Les Sociétés d’aide au développement des collectivités (SADC) et les Centres d’aide aux entreprises (CAE) du Québec ont généré près d’un demi-milliard de dollars en retombées économiques depuis 2019, révèle une nouvelle étude. Mais il y a autant de cœur que de financement dans cette relation, nous raconte un (important !) fabricant de skis de Rimouski.

Malgré la rime, ski et Rimouski ne s’associent pas spontanément dans l’esprit.

En 2003, Jean-François Bouchard a pourtant eu la curieuse idée de fabriquer des planches à neige dans la région.

« J’avais 20 ans, j’avais de l’argent dans mes poches, le besoin de me réaliser, et une dose de naïveté incroyable. Donc j’ai décidé de me lancer en affaires. Je n’avais aucune idée de ce que j’allais devoir faire. Dans ma tête, si je fabriquais de bons produits, ça allait se vendre instantanément. »

C’est dans ces heureuses dispositions qu’il a cogné à la porte de la SADC de la Neigette.

« J’arrive là, pas un poil sur le menton, et je dis : "Bonjour, mon nom, c’est JF. Je veux fabriquer des planches à neige et des skis" », raconte le fondateur (barbu) d’Utopie MFG.

Vingt ans plus tard, Utopie MFG compte 37 employés à temps plein et fabrique 15 000 paires de skis par année. « On est la plus grosse usine de skis alpins en Amérique du Nord », assure l’entrepreneur.

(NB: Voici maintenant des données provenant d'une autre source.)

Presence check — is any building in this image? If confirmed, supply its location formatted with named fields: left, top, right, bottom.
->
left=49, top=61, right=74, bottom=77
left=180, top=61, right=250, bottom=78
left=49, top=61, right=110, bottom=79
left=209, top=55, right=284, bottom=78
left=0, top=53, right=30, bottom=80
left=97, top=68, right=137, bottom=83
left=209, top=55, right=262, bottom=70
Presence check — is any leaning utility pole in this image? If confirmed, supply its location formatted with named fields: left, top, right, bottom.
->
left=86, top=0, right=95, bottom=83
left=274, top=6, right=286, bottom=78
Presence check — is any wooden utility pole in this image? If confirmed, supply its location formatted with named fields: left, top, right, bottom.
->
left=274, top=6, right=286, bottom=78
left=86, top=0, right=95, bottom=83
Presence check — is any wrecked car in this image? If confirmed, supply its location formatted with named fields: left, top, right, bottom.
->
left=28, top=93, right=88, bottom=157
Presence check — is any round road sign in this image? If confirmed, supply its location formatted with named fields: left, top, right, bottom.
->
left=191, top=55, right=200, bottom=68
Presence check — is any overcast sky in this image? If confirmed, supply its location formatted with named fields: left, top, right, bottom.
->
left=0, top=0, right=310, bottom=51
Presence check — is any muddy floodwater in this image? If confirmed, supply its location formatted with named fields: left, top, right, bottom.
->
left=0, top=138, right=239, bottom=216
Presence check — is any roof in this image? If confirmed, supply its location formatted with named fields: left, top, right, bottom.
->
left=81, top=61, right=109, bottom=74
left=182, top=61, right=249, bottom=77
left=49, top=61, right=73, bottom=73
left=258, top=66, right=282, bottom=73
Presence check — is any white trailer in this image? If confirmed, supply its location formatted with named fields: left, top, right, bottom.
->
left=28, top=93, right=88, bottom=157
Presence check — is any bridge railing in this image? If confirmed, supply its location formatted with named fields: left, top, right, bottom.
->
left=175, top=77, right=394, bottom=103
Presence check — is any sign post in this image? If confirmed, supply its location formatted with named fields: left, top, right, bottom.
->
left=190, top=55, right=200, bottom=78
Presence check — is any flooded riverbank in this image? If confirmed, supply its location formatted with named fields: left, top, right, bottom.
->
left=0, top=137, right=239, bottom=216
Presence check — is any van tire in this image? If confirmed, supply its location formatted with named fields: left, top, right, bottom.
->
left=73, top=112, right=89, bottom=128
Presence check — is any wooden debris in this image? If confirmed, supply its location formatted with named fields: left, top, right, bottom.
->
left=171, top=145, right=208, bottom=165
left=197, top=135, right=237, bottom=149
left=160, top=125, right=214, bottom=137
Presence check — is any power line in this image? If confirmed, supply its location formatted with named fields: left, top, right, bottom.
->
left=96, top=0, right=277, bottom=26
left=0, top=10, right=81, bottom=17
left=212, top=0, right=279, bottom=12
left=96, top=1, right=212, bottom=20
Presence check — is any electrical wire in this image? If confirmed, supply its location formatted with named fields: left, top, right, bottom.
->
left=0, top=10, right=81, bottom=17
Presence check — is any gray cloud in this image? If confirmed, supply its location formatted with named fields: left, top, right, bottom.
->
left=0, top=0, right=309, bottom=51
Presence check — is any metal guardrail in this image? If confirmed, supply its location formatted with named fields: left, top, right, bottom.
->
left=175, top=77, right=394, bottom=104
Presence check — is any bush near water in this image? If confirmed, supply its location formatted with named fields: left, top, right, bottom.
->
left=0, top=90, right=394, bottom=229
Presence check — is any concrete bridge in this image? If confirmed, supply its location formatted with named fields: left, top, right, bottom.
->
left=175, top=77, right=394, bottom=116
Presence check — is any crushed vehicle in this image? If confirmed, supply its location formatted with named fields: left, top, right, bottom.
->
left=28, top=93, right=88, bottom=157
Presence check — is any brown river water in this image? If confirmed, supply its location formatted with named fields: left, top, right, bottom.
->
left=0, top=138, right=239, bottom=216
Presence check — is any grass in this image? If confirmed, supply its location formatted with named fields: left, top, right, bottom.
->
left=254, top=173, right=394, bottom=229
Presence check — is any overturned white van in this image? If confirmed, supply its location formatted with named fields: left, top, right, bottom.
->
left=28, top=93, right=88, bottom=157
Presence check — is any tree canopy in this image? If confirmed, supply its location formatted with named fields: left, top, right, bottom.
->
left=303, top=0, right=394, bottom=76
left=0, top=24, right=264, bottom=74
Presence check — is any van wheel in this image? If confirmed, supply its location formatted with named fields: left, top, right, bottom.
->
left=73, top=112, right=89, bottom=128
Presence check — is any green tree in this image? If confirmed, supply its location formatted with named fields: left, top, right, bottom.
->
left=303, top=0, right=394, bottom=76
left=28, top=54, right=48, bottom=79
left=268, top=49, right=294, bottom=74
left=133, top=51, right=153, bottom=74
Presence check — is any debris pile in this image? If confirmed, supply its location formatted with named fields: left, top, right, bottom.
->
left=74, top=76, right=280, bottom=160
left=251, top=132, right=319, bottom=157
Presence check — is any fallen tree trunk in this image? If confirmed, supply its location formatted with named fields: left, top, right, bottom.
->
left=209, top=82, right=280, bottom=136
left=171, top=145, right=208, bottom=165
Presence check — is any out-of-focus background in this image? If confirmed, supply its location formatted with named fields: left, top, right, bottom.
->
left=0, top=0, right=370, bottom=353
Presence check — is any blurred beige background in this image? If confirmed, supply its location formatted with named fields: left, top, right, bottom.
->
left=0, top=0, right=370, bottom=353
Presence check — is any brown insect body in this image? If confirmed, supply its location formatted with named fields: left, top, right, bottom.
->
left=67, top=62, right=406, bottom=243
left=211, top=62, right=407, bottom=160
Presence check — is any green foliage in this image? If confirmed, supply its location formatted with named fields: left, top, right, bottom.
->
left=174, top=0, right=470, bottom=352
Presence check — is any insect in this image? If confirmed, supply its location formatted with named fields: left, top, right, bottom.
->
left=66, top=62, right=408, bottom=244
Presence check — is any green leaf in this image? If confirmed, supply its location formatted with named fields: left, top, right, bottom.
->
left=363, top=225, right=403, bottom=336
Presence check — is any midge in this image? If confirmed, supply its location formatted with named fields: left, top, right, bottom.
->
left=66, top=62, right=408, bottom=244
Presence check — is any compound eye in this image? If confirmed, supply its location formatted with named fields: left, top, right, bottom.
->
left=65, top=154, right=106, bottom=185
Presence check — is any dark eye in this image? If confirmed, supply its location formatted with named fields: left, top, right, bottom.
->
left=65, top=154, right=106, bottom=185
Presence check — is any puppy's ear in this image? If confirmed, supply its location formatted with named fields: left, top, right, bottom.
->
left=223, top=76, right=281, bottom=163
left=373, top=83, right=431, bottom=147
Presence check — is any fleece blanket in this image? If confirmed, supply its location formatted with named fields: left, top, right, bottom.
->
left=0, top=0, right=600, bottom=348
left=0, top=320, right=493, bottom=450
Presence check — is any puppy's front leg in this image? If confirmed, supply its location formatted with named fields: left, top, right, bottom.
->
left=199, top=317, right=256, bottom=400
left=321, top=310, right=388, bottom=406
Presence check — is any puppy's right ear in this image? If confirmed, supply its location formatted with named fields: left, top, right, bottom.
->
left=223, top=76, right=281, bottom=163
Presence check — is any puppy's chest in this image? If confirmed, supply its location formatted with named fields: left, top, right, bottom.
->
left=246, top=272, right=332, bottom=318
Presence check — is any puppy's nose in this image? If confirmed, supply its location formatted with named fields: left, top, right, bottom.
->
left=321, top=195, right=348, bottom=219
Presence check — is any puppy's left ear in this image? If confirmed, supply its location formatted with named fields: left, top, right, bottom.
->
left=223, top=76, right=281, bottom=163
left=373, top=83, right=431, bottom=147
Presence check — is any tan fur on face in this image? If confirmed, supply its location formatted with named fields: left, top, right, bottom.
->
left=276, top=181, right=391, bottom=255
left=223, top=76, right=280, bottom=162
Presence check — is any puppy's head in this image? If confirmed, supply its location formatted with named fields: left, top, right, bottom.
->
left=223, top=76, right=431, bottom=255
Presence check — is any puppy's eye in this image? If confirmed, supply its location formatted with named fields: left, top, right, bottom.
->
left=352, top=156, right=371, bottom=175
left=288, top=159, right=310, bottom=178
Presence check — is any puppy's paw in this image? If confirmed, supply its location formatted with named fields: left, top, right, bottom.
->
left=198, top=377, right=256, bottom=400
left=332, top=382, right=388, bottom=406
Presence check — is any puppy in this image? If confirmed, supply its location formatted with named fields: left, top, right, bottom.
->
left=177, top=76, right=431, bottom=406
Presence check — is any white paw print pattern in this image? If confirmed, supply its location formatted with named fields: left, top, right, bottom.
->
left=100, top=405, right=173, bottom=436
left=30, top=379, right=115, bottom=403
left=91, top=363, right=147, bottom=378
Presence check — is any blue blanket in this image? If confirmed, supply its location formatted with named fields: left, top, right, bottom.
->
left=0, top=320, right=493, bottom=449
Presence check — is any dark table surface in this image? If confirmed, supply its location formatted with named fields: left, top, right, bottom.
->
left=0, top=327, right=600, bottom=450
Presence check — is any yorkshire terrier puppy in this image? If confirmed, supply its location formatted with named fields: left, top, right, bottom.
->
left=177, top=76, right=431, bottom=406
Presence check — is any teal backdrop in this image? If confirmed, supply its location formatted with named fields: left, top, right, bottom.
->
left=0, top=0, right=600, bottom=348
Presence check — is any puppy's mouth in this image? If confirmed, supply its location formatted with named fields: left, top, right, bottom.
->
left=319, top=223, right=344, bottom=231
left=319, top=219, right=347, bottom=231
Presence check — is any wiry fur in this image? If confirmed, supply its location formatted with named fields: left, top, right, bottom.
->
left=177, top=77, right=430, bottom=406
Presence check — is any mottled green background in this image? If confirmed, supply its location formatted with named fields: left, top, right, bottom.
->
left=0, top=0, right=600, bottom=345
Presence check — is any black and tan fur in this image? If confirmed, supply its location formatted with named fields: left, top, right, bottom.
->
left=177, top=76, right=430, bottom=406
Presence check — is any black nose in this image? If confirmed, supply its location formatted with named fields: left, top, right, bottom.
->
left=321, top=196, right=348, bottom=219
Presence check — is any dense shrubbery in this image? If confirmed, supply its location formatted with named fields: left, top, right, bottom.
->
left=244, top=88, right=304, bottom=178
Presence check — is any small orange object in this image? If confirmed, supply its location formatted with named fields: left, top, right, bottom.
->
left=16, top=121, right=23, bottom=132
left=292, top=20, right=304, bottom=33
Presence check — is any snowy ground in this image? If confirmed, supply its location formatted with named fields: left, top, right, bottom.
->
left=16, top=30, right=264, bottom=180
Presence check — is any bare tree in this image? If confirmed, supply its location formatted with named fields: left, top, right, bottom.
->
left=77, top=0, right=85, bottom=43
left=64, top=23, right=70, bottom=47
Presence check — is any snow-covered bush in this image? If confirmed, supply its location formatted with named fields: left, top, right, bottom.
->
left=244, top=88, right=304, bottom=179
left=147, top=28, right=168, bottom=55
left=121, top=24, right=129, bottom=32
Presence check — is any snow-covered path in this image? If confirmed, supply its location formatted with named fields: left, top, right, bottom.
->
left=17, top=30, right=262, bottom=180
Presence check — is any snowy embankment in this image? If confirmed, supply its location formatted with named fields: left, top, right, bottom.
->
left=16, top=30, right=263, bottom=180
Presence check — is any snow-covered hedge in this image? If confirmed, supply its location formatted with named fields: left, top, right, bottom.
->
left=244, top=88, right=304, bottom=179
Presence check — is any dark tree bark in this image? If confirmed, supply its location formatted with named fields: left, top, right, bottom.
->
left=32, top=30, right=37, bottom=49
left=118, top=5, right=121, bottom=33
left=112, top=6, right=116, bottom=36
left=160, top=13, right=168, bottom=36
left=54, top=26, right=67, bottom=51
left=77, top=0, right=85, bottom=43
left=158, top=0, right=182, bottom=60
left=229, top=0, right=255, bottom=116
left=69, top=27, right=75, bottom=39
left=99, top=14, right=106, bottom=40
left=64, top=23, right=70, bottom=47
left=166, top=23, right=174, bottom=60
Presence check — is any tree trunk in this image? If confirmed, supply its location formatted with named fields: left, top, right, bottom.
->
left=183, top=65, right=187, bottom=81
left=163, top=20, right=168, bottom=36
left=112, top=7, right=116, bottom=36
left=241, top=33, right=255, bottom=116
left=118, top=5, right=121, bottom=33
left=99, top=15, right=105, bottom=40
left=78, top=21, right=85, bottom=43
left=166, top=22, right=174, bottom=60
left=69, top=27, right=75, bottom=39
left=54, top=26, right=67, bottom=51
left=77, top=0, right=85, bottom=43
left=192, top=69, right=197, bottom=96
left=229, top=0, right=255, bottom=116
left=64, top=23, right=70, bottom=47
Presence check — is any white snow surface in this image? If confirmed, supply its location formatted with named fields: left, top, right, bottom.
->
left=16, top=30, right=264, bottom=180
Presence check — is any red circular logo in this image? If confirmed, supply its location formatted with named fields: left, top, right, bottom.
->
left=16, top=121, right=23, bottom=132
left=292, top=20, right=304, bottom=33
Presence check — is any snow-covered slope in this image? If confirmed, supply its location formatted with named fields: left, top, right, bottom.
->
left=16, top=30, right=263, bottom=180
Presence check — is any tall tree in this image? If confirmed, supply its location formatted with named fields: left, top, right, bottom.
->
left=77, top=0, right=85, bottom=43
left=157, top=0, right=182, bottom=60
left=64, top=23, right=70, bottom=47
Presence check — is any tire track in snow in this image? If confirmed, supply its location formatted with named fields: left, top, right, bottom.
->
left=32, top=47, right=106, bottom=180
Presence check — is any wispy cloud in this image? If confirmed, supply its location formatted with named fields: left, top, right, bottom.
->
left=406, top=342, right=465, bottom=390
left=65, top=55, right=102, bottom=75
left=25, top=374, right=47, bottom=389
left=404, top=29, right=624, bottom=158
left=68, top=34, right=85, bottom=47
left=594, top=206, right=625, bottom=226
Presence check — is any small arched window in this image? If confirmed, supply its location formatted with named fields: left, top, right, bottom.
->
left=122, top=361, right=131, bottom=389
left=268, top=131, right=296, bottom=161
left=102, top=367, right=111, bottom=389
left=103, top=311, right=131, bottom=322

PHOTO FOURNIE PAR UTOPIE MFG

L’équipe d’Utopie MFG entoure le fondateur de l’entreprise, Jean-François Bouchard, lors du 20e anniversaire de l’entreprise, en septembre 2023.

L’entreprise de Saint-Narcisse-de-Rimouski a lancé en 2021 un ambitieux plan de croissance quinquennal doté d’une enveloppe de 7 millions de dollars.

« Quand on a ficelé notre projet de financement avec les partenaires régionaux, on a insisté pour que la SADC reste toujours dans le portrait, juste parce que c’est une histoire de cœur. »

De l’impact

C’est aussi une histoire d’argent, bien sûr. Mandatée par le Réseau des SADC et CAE, la firme Aviseo a calculé que les investissements des SADC et des CAE ont entraîné une augmentation du PIB réel du Québec de 458 millions de dollars depuis 2019.

L’étude, dont les résultats viennent d’être dévoilés, montre que 185 millions résultent des prêts qu’ils ont accordés. L’augmentation du taux de survie des entreprises qu’ils soutiennent a fourni un apport supplémentaire de 273 millions.

De surcroît, ces retombées ont entraîné des revenus supplémentaires de 212 millions pour les gouvernements.

« Ce sont des résultats très, très, très encourageants, qui mettent en valeur l’impact de nos membres sur chacun des territoires couverts par les SADC et les CAE au Québec », se réjouit Pascal Harvey, directeur général du Réseau.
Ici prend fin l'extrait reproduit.